On the upside, short-term resistance sits near $65,250, with a heavier band around $66,000–$66,400, roughly the 50% retracement of the $68,653 swing high to the $64,203 low. A daily close above $66,400–$67,000 would signal that pressure is easing, but the more important trigger is still $70,000. As long as BTC-USD trades below that round number, rallies are suspect and the bias remains to fade strength. A strong reclaim of $70,000 would aim at the $72,000 region and only then turn attention to the $82,615 50-day average.

Base case right now is a wide trading corridor between about $62,000 and $68,000, with whipsaws around policy headlines. Bear case is a decisive break under $62,000 that opens $58,000–$56,800, and then possibly $50,000 if liquidity thins further. Bull case over the next few weeks requires a stabilisation of tariff rhetoric, calmer moves in the dollar, and a weekly close back above $70,000 that pulls BTC out of the pennant and back into an upward channel.

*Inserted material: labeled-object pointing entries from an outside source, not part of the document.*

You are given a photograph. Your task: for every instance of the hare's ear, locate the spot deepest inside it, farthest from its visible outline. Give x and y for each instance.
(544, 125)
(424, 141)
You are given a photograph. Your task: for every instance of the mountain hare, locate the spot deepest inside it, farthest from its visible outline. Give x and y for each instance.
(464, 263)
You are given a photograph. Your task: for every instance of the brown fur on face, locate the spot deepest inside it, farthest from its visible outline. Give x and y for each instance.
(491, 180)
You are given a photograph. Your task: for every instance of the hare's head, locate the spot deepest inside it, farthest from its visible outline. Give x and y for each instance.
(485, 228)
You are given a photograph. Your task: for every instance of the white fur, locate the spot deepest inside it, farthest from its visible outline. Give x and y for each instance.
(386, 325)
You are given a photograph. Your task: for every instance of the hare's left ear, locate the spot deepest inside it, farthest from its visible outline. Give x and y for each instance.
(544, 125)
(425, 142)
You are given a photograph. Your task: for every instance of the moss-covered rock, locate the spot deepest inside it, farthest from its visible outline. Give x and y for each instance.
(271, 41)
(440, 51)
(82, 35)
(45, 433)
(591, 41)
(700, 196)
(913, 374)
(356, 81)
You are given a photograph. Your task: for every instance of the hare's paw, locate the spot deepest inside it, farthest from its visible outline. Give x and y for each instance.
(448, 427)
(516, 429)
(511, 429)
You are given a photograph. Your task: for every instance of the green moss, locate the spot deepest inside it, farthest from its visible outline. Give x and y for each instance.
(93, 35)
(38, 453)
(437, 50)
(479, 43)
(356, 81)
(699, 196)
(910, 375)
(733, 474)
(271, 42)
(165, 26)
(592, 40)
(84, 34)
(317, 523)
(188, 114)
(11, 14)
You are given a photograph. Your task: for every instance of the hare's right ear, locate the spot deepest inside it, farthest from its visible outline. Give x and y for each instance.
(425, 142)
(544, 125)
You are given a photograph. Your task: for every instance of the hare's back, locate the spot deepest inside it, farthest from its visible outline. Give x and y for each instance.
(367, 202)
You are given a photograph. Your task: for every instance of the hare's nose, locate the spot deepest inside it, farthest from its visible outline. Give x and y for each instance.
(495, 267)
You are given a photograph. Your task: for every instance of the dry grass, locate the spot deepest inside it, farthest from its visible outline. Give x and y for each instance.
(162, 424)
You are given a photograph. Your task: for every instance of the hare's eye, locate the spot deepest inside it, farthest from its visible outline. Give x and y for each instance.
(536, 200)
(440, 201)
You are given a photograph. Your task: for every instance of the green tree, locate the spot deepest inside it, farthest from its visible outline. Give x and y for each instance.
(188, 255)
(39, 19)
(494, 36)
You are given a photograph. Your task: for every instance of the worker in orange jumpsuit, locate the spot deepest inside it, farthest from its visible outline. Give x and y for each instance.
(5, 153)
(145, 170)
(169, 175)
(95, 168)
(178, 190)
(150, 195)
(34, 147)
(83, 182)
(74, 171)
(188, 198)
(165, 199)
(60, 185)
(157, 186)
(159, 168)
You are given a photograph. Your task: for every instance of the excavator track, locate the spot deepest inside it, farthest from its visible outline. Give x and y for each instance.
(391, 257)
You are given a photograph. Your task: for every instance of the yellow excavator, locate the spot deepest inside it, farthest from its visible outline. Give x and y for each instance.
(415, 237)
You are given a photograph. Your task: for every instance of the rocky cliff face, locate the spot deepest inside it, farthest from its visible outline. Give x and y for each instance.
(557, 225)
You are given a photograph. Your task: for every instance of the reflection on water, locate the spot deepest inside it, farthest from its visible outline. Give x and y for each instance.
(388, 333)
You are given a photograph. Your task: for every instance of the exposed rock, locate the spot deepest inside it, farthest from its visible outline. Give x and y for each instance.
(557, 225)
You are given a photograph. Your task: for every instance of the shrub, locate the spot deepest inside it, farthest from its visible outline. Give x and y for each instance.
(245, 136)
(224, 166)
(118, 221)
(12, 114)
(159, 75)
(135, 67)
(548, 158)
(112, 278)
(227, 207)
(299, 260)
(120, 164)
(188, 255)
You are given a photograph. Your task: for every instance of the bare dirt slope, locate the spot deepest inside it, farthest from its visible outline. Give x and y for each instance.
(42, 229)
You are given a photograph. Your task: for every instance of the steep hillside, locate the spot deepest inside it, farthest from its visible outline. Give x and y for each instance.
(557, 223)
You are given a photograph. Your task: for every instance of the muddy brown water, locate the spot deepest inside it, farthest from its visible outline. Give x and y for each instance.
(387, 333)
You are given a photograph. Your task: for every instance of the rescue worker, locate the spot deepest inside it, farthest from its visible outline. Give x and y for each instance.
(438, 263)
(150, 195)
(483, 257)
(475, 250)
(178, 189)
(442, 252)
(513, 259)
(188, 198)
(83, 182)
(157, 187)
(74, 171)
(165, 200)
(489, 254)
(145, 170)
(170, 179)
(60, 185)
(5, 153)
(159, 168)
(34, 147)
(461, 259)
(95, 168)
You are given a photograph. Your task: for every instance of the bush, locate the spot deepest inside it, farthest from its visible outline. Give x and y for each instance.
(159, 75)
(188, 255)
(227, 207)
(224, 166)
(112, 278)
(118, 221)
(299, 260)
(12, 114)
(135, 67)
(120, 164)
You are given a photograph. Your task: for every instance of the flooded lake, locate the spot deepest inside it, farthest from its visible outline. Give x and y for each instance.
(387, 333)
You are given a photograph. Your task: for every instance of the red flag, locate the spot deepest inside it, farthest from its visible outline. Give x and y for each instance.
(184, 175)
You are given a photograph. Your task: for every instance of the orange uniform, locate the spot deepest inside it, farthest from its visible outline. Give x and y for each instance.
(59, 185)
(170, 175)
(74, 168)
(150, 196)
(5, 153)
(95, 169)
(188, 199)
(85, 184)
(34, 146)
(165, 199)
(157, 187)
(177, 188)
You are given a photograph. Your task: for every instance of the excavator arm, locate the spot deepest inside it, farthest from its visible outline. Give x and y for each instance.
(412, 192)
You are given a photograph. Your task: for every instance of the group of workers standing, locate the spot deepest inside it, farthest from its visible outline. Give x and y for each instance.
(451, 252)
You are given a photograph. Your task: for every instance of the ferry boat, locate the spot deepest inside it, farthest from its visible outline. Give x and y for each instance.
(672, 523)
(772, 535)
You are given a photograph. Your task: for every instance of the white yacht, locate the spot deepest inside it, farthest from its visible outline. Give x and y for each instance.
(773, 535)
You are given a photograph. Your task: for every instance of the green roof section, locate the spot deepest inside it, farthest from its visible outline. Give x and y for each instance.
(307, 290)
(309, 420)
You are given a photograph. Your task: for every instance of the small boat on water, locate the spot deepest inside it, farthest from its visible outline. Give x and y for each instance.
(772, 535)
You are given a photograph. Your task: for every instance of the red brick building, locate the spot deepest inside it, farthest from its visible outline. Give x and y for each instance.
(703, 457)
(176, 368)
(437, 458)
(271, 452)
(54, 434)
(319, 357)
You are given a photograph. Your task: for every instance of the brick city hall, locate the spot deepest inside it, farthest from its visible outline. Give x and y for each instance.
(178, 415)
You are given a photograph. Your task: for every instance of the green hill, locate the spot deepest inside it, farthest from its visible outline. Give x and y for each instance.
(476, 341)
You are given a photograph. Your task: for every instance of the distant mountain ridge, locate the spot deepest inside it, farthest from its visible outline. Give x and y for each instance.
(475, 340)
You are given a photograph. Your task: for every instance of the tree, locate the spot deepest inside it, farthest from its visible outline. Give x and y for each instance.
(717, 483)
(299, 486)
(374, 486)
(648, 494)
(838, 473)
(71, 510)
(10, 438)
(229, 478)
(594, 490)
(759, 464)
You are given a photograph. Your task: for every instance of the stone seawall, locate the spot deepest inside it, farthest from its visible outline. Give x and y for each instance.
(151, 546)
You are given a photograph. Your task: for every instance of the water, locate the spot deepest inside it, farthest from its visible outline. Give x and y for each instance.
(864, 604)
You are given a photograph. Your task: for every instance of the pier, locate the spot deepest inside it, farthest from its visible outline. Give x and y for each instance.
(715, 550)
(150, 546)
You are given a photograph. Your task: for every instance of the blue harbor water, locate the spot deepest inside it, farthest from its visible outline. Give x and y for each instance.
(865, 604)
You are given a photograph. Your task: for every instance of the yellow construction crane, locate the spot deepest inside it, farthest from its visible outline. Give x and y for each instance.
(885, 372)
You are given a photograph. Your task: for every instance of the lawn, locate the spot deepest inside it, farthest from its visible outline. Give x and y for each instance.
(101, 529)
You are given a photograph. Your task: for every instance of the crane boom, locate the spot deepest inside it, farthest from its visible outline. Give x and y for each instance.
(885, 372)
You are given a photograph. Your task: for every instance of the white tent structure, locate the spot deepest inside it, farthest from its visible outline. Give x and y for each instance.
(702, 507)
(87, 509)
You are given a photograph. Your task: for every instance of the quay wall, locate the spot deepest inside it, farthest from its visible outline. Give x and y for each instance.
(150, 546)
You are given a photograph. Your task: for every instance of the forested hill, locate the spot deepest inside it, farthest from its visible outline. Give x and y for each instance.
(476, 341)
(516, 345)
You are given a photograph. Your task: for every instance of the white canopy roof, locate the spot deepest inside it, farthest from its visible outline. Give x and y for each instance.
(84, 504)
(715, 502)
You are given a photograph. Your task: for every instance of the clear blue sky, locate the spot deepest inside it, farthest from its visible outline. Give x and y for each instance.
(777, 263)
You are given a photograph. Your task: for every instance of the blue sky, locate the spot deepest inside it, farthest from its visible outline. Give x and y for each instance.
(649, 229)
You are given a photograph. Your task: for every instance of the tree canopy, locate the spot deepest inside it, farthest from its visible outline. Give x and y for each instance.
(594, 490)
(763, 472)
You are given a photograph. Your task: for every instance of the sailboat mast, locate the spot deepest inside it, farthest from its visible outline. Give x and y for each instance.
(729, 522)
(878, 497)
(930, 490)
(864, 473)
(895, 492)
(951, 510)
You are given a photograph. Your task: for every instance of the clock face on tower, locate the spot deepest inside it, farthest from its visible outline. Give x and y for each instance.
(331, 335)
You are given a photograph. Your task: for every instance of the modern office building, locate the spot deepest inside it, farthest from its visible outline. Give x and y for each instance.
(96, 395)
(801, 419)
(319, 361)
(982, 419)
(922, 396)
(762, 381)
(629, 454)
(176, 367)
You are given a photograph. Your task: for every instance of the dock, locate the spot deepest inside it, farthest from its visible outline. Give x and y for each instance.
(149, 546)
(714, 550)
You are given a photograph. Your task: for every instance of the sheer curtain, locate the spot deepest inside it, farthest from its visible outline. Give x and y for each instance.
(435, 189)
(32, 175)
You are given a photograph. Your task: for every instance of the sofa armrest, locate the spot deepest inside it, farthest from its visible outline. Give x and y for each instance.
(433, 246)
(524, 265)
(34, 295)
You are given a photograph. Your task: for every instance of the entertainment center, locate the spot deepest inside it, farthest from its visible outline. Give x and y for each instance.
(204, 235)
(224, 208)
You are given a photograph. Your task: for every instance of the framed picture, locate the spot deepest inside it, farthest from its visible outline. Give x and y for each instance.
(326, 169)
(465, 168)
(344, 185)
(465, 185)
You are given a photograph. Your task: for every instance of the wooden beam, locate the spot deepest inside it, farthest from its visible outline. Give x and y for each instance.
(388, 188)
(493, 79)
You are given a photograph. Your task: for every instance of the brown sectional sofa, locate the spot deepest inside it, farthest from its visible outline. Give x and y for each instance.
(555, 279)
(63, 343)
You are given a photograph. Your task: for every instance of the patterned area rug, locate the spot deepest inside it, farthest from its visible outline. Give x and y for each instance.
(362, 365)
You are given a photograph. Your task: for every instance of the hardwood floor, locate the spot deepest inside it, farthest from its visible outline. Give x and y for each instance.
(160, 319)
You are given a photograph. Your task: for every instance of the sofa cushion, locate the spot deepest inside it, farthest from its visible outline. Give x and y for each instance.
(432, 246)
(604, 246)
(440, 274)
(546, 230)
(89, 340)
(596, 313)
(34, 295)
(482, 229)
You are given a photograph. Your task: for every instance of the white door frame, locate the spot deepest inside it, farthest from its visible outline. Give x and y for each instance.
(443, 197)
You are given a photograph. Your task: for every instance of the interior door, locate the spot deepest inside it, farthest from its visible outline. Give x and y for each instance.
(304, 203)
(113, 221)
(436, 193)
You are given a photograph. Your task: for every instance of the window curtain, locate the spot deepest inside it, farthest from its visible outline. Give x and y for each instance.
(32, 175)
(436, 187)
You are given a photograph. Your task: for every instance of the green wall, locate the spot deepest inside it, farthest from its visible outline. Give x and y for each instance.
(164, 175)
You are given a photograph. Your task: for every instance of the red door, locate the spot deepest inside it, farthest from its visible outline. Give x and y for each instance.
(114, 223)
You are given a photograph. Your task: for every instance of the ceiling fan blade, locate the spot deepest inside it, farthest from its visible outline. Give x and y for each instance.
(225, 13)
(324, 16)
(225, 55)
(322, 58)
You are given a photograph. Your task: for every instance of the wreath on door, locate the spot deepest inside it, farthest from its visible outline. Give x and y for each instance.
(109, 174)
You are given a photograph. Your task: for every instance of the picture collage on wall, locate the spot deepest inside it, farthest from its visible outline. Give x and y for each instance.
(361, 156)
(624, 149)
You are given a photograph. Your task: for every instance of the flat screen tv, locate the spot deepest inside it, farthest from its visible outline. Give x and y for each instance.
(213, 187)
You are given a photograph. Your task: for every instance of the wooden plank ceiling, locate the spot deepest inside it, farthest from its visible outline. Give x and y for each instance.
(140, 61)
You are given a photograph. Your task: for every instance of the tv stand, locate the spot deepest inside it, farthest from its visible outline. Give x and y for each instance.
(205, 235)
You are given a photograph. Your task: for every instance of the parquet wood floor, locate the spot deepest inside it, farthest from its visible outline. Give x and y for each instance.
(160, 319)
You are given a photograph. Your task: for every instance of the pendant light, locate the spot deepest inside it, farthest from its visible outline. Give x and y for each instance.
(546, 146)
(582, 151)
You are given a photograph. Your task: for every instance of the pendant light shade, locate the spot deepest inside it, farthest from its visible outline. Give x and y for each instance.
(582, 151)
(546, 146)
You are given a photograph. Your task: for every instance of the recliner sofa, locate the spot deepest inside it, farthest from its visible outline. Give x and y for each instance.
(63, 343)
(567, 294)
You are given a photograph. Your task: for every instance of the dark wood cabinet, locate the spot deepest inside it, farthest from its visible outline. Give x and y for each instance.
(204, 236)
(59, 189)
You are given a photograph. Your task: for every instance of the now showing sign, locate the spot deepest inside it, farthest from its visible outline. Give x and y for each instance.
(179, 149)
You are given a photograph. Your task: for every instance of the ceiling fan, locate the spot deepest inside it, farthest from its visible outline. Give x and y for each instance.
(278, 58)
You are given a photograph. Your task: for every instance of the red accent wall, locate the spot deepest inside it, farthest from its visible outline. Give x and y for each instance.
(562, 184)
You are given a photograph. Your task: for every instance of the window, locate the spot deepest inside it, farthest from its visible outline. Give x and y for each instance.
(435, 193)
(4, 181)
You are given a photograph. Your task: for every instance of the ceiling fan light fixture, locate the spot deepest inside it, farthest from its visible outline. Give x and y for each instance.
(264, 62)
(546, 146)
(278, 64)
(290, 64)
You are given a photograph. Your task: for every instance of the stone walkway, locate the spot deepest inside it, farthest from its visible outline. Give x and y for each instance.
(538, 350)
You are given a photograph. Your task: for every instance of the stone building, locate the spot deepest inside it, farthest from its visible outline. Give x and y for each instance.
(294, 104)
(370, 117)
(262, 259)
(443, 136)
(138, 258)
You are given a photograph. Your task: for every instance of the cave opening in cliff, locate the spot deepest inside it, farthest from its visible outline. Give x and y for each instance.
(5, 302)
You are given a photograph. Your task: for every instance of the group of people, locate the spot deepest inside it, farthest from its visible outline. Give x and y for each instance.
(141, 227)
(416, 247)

Medium-term stance on BTC-USD: verdict, bias and risk markers

Given the mix of macro risk, whale distribution, ETF outflows and a clearly bearish technical structure, BTC-USD does not justify an aggressive long stance at current levels. At the same time, structural buyers such as MSTRMubadala and other large holders are still accumulating, which argues against a simple capitulation call.

The rational medium-term rating here is Hold with a bearish short-term bias. That means the priority is capital preservation, not chasing upside. BTC-USD is vulnerable to a retest of $62,000 and a possible extension toward $58,000–$56,800, with $50,000 functioning as a realistic stress target if policy shocks escalate and liquidity remains thin. Upside attempts into the $68,000–$70,000 band are better suited for trimming exposure or rotating into safer assets until the chart reclaims higher ground.

For fresh exposure, the risk-reward improves materially only on deeper weakness or after a clear technical reset. A daily and then weekly close back above $70,000, coupled with stabilising ETF flows and a drop in the exchange whale ratio from 0.64 toward more normal levels, would open the door to re-rating BTC-USD closer to a Buy. Until that happens, the stance stays disciplined: Hold existing positions with tight risk markers, treat short-term bounces as opportunities to reduce, and wait for either $62,000–$58,000 support to be tested or $70,000 to be reclaimed before turning constructive again.